Conversely, the author is guilty in some cases of hanging his doctrinal position on a single quotation and in other places of placing too heavy a reliance on less-known sources without contemporary quotations to give balance to the discussion. At times, specific assertions of the author invite further examination. For instance, Smith declares that “belief is not the power of God” (p. 37). But this conclusion is not well supported by the author. Because this is an important idea, perhaps more effort should have been expended to offer the reader more evidence of what and how the notion of belief lacks in relation to faith. Further, the author may have fallen short in presenting a convincing case that belief can be misdirected while faith cannot (see p. 40).

The author employs concepts from the world of business and law to assist the reader in evaluating particular principles. Terms such as causation, prima facie, trustee, shareholders, and corporation are used to explain more intricate points of doctrine. While the use of such terms is generally helpful, on occasion Smith is perhaps too creative in his discussion. This text has a tendency to overgeneralize. For example, the author suggests, “Christ on multiple occasions commented about how little faith we mortals have” (p. 85).
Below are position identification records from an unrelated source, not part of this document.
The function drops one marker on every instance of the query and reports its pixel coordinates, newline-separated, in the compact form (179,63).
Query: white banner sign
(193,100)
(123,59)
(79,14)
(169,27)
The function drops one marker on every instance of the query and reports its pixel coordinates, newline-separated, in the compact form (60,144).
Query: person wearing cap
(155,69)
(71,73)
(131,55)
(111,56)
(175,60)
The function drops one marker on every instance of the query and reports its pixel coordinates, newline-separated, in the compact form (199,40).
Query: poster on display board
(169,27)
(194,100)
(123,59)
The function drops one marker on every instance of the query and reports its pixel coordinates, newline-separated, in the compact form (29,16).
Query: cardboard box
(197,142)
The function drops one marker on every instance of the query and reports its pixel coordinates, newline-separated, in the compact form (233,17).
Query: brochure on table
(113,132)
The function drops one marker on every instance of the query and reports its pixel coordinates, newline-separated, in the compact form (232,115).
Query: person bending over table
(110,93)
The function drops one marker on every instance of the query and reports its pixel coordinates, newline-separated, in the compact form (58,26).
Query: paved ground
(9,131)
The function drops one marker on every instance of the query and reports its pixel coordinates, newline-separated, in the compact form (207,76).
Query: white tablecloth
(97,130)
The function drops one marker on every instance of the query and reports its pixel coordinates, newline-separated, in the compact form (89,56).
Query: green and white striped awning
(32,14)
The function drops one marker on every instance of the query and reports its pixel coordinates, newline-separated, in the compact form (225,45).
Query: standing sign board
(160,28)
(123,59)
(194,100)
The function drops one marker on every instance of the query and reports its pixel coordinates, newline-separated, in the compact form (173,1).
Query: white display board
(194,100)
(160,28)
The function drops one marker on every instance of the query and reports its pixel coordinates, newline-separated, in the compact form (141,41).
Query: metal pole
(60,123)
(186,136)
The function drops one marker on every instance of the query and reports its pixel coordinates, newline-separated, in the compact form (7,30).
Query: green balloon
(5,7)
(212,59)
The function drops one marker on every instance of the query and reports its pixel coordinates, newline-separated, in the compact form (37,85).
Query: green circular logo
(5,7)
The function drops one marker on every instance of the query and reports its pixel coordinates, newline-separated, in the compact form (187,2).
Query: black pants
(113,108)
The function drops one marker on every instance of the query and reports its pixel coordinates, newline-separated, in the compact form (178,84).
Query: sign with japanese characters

While Jesus may have done so in the New Testament context, he had a very different view, it seems, of those he taught in the New World setting (see 3 Nephi 19:28, 35).

Again, this text has a contribution to make. Much of the discussion on the subjects of faith and power is enlightening. Especially insightful is Smith’s discussion of the principle of agency (pp. 73–74)—he argues in favor of using the general term agency rather than the phrase free agency, citing the fact that the latter is not specifically found in the scriptural canon. Near the end of the book, though, the author asserts, “We need the type of knowledge which this book seeks to provide” (p. 90). Although arguably true, the determination of which nuggets of knowledge come from this offering may be best left up to the reader.